I am re-posting the editorial from Guardian Newspaper on my blog. The biggest problem in Nigeria is corruption without end and the biggest headache from that corruption is electricity, a crisis without end.
This is the editorial from the Nigerian Guardian Newspaper:
Guardian Editorial 12 May 2008
LONG before the onset of civil rule in 1999, the lack of electricity to power Nigeria’s development has been a much discussed subject. First, the problem was to be solved in six months, then in 18 months, then by the end of 2007, when Nigerians were assured of 10000 megawatts of electricity. President Umaru Musa Yar’Adua in his inaugural address in 2007, also made the provision of electricity a major priority in his seven-point agenda. He later promised to declare a state of emergency on a project which by his own admission had cost the Nigerian people $10 billion under the Obasanjo administration with nothing to show for it. By last week, power generation had fallen to an abysmal 860 MW, a quantity not even sufficient for Lagos State.
It is clear that without electricity there can be no industrial development and all those grand visions of becoming one of the world’s leading economies by 2020 cannot be realised. The harm caused by the lack of power in Nigeria is incalculable. The statistics are daunting. In Kano, for instance, it has been estimated that more than half of the city’s 400 industrial establishments have been forced to close down due to lack of power. With these closures some half a million workers have been retrenched. The Kano example is being replicated all over the country and has compounded the already tenuous security situation.
Nigerians were expecting President Yar’Adua to hit the ground running with his emergency plans. In the event, he merely constituted a committee that submitted an unpublished report to him on the power situation. Not much was heard on this subject until recently when the Nigerian Electricity Regulatory Commission (NERC) came up with a proposal that government has accepted. Under this proposal, NERC explained that the cost of electricity consumption was low and therefore a disincentive to investors. It determined that an increase of N6 to N11 or 83 per cent per kilowatt hour might lead to “correct” pricing for the commercial viability of Nigeria’s power generation, transmission and distribution infrastructure.
The cost of this increase over a period of three years with effect from July 1, 2008 will amount to N178 billion. This amount phased over three years will be borne initially by government as front-end subsidy to attract new investors. Ultimately, the Nigerian consumer will indemnify government for its losses by paying a higher tariff. This arrangement has been described as Multi-Year Tariff Order (MYTO). Armed with an enhanced purse, NERC feels confident that at last the Power Holding Company of Nigeria (PHCN) will be able to sustain itself, repair decaying facilities and invest for expansion.
Optimistic as the NERC’s explanation may sound, it is regrettable that MYTO easily reminds us of the unsatisfactory arrangements with petroleum products where “correct” pricing had been a mirage against the backdrop of unending subsidies that inflicted pain on the consumer without achieving price stability. The galloping pump prices are the direct result of a failed policy now being mimicked, it seems, by NERC. We hope that the Nigerian electricity consumer will not similarly be driven down a bottomless pit.

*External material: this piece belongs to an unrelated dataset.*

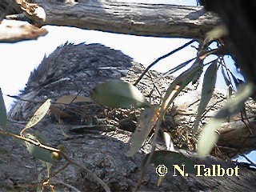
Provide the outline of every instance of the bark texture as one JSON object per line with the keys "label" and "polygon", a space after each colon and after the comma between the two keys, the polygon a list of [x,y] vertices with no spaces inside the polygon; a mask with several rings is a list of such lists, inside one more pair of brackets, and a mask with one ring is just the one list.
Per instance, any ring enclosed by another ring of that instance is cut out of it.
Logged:
{"label": "bark texture", "polygon": [[[40,102],[33,102],[33,101],[42,101],[46,98],[51,98],[53,101],[56,101],[59,97],[66,94],[78,94],[79,96],[88,96],[90,90],[102,81],[123,78],[134,82],[143,69],[141,65],[134,62],[132,58],[124,55],[121,51],[114,50],[102,45],[70,44],[60,46],[48,58],[44,58],[38,68],[31,74],[26,87],[20,95],[22,99],[26,99],[27,102],[18,101],[12,108],[9,118],[13,122],[10,124],[9,130],[18,133],[24,126],[21,125],[21,121],[26,121],[41,105]],[[155,82],[154,86],[152,82],[158,78],[160,81]],[[171,77],[161,78],[161,74],[150,71],[138,84],[138,87],[146,95],[154,89],[149,98],[151,98],[152,102],[157,103],[162,94],[159,94],[155,87],[164,92],[172,80]],[[207,122],[207,118],[222,105],[221,101],[223,97],[225,96],[220,93],[214,94],[212,103],[220,99],[218,105],[209,110],[203,121]],[[189,144],[182,141],[184,137],[182,135],[184,136],[184,133],[186,135],[186,130],[191,128],[195,116],[196,102],[194,105],[191,103],[194,99],[198,98],[198,92],[191,86],[187,87],[175,100],[174,104],[177,109],[168,115],[170,121],[166,123],[167,124],[166,126],[163,126],[165,129],[169,127],[170,131],[173,133],[174,141],[178,148],[178,146],[188,148]],[[131,133],[123,130],[126,130],[125,128],[118,129],[118,125],[102,127],[99,120],[103,118],[102,115],[104,116],[104,108],[92,102],[79,103],[79,105],[74,103],[64,108],[62,108],[59,104],[55,104],[54,106],[55,106],[55,112],[52,110],[51,115],[46,117],[30,131],[38,132],[46,138],[50,146],[64,145],[66,154],[70,158],[86,165],[93,170],[110,187],[112,191],[131,191],[139,177],[141,162],[146,155],[145,152],[149,151],[149,146],[145,146],[134,157],[127,158],[125,153],[128,149],[127,141]],[[58,114],[56,108],[59,110],[58,112],[64,111],[69,116],[62,116],[61,113]],[[59,114],[58,118],[54,114]],[[105,116],[105,118],[110,117]],[[126,117],[121,117],[121,120],[124,118]],[[103,124],[106,122],[104,122]],[[232,124],[229,124],[228,128],[230,129],[229,133],[231,134],[236,130],[248,131],[243,126],[238,127],[237,125],[232,126]],[[244,138],[244,135],[239,134],[231,136]],[[231,136],[228,137],[231,138]],[[248,138],[253,137],[250,134]],[[226,139],[224,136],[222,138]],[[246,140],[241,142],[246,142]],[[227,145],[230,146],[233,145],[233,155],[234,153],[237,154],[241,150],[242,150],[239,148],[242,146],[242,143],[238,145],[240,141],[230,139],[230,142],[231,143],[223,142],[222,145],[228,149],[229,148]],[[20,191],[26,191],[28,189],[34,191],[34,188],[30,184],[38,182],[40,178],[46,177],[45,168],[42,166],[40,162],[31,158],[24,146],[14,142],[10,138],[2,137],[0,142],[1,146],[6,150],[6,155],[1,157],[2,163],[0,164],[0,186],[3,191],[10,190],[14,187],[18,187]],[[236,143],[238,148],[236,148]],[[164,148],[164,145],[159,140],[158,149]],[[229,154],[220,149],[222,153],[219,156],[223,159]],[[190,157],[196,157],[196,154],[190,152],[183,151],[183,153]],[[226,168],[236,166],[229,161],[214,157],[209,157],[205,160],[195,158],[195,161],[206,166],[213,164],[219,164]],[[63,161],[58,162],[54,163],[54,169],[63,164]],[[143,179],[141,191],[254,190],[256,186],[255,172],[240,165],[239,168],[239,177],[195,177],[194,175],[172,177],[170,175],[162,186],[158,187],[155,185],[157,175],[154,168],[150,166]],[[56,189],[61,191],[69,191],[70,189],[64,185],[66,183],[77,187],[81,191],[102,191],[100,186],[95,185],[95,182],[91,180],[90,174],[70,166],[53,178],[52,182],[55,184]]]}
{"label": "bark texture", "polygon": [[221,22],[202,6],[103,0],[32,2],[46,11],[46,19],[42,25],[72,26],[127,34],[203,39],[206,32]]}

The MYTO is quite unnecessary at this point; what Nigerians want is an immediate solution to the power crisis in the country. Nigerians have no electricity for domestic or commercial purposes. To begin now to warn them of an impending increase amounts to gross insensitivity and could be construed as double jeopardy in a country where individuals and businesses have had to provide alternative power at high cost to themselves. For the average Nigerian whose refrigerators have grown mould from lack of use, reminding him of an increase in tariff looks like putting the cart before the horse.
Surely the interest of government should first be to provide the electricity before charging for it. If it costs N178 billion to attract foreign investors, then so be it. What the Nigerian government ultimately charges the consumer is a separate matter of public policy that takes so many variables into account. The allusion to an increase in electricity tariff among a people in darkness is provocative. First let there be light and every other thing including tariffs can be considered.

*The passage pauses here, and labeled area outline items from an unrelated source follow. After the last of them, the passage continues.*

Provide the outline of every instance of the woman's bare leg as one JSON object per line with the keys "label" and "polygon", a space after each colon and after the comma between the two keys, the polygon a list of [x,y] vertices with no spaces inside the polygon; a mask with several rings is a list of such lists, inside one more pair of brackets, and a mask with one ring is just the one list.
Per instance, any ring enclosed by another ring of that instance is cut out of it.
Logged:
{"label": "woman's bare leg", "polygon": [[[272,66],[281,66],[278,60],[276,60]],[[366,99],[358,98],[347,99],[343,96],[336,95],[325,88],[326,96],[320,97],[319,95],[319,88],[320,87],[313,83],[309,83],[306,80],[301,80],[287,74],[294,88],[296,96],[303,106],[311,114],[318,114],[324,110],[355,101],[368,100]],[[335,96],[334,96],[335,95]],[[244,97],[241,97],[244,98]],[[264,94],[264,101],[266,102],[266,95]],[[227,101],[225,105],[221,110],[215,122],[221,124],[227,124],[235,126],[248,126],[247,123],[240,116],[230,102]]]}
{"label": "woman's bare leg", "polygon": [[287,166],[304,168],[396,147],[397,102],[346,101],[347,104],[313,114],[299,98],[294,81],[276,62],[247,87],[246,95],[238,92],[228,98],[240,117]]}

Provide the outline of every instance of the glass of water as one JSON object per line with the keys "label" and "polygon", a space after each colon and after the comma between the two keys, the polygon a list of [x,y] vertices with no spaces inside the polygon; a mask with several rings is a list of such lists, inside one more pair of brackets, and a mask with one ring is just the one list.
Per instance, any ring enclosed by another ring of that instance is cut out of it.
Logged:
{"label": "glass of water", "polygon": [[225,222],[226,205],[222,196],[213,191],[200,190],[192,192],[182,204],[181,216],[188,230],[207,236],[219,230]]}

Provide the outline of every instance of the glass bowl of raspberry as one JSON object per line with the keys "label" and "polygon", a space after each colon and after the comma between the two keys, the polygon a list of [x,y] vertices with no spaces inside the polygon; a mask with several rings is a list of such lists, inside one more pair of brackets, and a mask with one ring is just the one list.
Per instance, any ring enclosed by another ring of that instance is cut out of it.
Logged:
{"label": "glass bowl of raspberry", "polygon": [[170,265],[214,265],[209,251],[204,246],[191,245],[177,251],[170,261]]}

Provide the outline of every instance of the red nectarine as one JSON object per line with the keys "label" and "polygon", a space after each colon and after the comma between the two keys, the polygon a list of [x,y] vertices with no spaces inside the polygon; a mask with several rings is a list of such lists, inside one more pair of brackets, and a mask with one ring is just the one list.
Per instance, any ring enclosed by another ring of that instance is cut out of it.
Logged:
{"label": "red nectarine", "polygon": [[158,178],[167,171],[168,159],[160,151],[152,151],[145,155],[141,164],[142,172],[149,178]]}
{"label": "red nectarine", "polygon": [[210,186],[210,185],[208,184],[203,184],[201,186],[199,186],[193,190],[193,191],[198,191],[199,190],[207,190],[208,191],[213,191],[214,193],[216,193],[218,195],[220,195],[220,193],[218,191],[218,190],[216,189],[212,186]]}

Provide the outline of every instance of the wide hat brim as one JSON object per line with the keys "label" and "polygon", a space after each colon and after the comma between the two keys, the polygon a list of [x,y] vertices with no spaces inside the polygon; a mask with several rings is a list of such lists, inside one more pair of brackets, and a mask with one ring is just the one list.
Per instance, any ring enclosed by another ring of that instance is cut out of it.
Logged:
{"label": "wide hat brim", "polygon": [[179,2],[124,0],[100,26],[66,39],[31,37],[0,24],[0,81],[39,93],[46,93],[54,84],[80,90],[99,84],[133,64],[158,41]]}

A holistic approach to the power problem should be adopted including other sources of energy such as coal, wind and solar. Additionally, states should embark on the provision of electricity as service to their people. Older Nigerians will recall that Jos in Plateau State once had its own electricity generating company that provided uninterrupted power supply for years until it was taken over by NEPA, the precursor of PHCN.
In tackling the power problem government must be careful not to be seen to be inventing new solutions all the time. The neglected electricity infrastructure throughout the country should be rehabilitated. Selective on-going projects carried out under the umbrella of the National Integrated Power Project (NIPP) by competent and professional engineering firms should be completed. The nation’s electricity consumption for the next 30 years should be anticipated and a work plan drawn up to achieve this.
In commending President Yar’Adua for trying to find solutions to a rather intractable problem, may we suggest that one year down the life of his administration, the pace of handling this emergency has been disappointing. Nigerians want to see immediate, medium, and long term solutions to the problem. So far, there has been no immediate solution on the agenda. In the mean time, Nigerians continue to groan and lament the inability of their governments to come to their rescue in tackling a universal primary index of development.